The Parallel Element Processing Ensemble (PEPE) was one of the very early parallel computing systems. Bell began researching the concept in the mid-1960s as a way to provide high-performance computing support for the needs of anti-ballistic missile (ABM) systems. The goal was to build a computer system that could simultaneously track hundreds of incoming ballistic missile warheads.[1] [2] [3] A single PEPE system was built by Burroughs Corporation in the 1970s, by which time the US Army's ABM efforts were winding down. The design later evolved into the Burroughs Scientific Computer for commercial sales, but a lack of sales prospects led to it being withdrawn from the market.
PEPE came about as a result of predictions of the sorts of ICBM forces that would be expected in the event of an all-out Soviet attack during the 1970s. Missile fleets of both the US and USSR were growing through the 1960s, but a bigger issue was the rapid increase in the number of warheads as a result of the move to multiple independently targetable reentry vehicles (MIRV). Computers designed for the Nike-X system were largely similar to systems like the IBM 7030, and would have been able to handle attacks of perhaps a dozen warheads arriving simultaneously. With MIRV, hundreds of targets, both warheads and decoys, would arrive at the same time, and the CPUs being used simply did not have the performance needed to analyze their trajectories quickly enough to leave time to attack them.[1]
Bell Labs, which had been the primary industry partner in previous ABM systems, proposed development of a new system able to track 200 to 300 missiles at a time. The program officially started in 1969. Development was led by System Development Corporation (SDC), which had formed in 1955 to develop the software for the SAGE air defense computer system. PEPE was designed by a team led by George Mueller, formerly of NASA. He described the ultimate goal to produce 300 million instructions per second, far in advance of contemporary systems.[4]
An initial testbed system, the "IC model", was built with 16 processors consisting of individual integrated circuits and connected to an IBM 360/65 host. This was completed in 1971. This proved successful, and between October 1971 and September 1972, SDC and Honeywell produced a final design. In November, Burroughs won the contract to build a 36 processor prototype of the full-sized 288-processor version. Burroughs delivered PEPE to the Ballistic Missile Defense Advanced Technology Center (part of US Army's Strategic Defense Command) in Huntsville, Alabama in 1976.[2] Testing was apparently successful, but Bell concluded that the machine was too expensive for the sorts of threats being addressed by the Safeguard Program that was being deployed in the 1970s.[1]
The system was eventually sent to McDonnell Douglas in Huntington Beach, CA. After it was retired, it was sent to Auburn University, which scrapped the system some time in the late 1980s or early 1990s.[1]
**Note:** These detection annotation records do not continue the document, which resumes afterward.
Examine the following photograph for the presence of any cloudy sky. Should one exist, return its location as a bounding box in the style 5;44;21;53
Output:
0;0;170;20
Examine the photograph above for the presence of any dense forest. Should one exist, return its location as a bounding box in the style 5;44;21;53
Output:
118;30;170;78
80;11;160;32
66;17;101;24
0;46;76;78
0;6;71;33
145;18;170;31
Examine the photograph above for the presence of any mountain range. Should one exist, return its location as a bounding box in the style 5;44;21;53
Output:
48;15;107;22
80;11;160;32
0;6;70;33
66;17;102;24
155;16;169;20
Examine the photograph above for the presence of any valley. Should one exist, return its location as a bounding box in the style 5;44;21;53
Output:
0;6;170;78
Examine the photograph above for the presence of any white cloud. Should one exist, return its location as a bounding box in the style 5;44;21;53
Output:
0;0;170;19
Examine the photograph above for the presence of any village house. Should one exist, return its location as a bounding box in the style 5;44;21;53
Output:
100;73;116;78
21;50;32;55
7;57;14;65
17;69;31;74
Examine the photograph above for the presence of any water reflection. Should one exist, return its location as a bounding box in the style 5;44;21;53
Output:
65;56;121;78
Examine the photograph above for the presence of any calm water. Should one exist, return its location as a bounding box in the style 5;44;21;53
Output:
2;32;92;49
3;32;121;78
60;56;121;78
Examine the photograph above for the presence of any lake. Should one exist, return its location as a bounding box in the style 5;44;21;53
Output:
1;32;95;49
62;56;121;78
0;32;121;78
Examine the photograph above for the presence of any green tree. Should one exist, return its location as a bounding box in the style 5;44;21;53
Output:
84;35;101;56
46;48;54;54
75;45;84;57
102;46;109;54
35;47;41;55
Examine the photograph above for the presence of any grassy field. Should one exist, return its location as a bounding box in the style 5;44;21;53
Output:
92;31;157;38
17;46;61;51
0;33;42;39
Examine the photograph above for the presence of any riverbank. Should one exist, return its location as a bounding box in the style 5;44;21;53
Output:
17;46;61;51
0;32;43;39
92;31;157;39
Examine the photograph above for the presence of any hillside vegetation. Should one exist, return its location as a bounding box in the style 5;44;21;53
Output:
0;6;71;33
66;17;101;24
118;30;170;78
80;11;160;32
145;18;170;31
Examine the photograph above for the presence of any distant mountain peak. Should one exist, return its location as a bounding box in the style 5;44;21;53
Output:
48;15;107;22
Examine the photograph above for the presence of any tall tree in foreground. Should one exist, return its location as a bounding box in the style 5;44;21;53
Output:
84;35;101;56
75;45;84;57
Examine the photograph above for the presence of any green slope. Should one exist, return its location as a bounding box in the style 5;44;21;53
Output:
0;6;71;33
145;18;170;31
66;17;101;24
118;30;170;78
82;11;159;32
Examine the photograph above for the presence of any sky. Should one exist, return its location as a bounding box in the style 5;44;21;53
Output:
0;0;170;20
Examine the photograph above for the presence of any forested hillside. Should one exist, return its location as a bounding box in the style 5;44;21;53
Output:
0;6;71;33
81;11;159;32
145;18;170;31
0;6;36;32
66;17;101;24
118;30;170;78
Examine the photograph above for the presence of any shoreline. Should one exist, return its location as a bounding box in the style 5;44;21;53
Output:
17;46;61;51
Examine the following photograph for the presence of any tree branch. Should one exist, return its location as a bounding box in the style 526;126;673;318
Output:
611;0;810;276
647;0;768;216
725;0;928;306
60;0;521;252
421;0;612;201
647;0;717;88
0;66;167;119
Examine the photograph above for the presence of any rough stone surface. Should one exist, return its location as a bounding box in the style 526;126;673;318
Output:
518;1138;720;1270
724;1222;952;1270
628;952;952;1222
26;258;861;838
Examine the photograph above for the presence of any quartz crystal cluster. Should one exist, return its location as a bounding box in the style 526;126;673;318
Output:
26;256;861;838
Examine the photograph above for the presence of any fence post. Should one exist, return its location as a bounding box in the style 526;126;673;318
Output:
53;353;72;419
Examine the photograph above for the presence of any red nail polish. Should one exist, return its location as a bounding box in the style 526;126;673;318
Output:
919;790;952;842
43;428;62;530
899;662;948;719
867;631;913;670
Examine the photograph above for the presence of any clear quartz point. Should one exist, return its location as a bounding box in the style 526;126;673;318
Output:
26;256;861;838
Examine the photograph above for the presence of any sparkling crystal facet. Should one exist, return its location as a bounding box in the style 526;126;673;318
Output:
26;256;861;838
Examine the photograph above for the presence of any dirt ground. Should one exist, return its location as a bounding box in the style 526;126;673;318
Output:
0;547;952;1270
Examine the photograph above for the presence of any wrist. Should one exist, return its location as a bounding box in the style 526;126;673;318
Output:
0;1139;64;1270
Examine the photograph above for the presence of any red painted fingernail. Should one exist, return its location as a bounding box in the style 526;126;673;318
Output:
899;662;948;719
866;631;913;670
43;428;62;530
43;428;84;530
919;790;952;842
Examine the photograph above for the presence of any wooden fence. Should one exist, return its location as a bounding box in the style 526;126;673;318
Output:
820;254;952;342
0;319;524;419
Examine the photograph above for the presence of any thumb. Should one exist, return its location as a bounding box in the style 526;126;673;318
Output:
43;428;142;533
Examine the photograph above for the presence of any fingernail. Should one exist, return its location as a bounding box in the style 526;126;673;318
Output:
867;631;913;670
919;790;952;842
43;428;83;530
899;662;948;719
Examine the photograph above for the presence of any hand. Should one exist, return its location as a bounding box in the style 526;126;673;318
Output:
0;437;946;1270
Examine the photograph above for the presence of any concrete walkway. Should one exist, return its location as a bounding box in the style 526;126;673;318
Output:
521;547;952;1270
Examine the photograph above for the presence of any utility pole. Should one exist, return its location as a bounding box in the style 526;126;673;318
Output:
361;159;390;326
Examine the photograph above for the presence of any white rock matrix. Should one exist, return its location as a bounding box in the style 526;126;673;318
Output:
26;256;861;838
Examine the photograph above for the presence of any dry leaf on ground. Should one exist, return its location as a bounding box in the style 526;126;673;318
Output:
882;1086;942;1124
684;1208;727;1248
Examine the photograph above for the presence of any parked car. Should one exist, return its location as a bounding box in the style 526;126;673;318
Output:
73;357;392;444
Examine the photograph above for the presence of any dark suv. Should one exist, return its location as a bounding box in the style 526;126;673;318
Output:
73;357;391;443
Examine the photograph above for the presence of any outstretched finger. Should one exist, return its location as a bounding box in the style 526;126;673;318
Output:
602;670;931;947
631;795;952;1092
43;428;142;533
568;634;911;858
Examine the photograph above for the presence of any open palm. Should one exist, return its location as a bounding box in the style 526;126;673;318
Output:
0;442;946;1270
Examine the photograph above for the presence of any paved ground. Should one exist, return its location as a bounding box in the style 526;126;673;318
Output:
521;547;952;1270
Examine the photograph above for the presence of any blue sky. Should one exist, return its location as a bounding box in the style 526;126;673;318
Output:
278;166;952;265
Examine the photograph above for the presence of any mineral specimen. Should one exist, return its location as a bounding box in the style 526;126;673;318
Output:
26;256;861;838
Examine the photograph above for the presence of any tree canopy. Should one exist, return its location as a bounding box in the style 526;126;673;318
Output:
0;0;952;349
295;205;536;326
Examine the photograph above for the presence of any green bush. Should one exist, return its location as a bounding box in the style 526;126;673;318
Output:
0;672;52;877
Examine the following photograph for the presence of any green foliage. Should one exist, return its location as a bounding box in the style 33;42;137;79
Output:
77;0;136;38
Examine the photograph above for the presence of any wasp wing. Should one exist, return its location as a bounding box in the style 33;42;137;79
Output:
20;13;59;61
The PEPE system was based on a number of interconnected chassis. Each of the main Processing Element Bays could hold 36 Processing Elements (PEs), arranged in four rows of nine PEs. A separate, similar, chassis held the Control Unit (CU) and a simple system console that displayed the status. The CU could control up to eight Bays, for a total of 288 PEs.[1]
The PE consisted of three main functional units, a floating point processor (the Arithmetic Unit, AU) that could perform basic arithmetic including square roots, and separate input (Correlation Unit, CU) and output (Associative Output Unit, AOU) address generators that could determine the associative address of the next data element to be read, and the address of the output such that the results were ordered. The data was stored in an content-addressable memory (associative addressing),[5] and each unit had 2 k of 32-bit words (8 kB). A failed PE could have its duties switch in real-time to any other PE, giving the system significant redundancy.[6]
Associative addressing was used in PEPE to allow it to quickly correlate new measurements to existing information. For instance, a particular radar may sweep a section of the sky every 2 seconds. On one such sweep it might see an object in a certain location, and the system has to quickly decide whether this is a new blip or an update of an existing one. The memory system is designed to produce a sort of hash code of this information that is used to retrieve the data, as opposed to searching through memory for possible matches based on the fields in the data.[6]
Each processing element contained a minimum of control logic, the bulk of the control being concentrated in the common control unit. The control unit read instructions from memory, decoded them, and issued them to all processing elements simultaneously so that the elements were required to execute the same instruction at the same time. The elements were capable of executing a complete single address instruction including reading and writing the data.[1] The program as a whole was stored on and fed into PEPE from a front-end system, originally a CDC 7600.[6]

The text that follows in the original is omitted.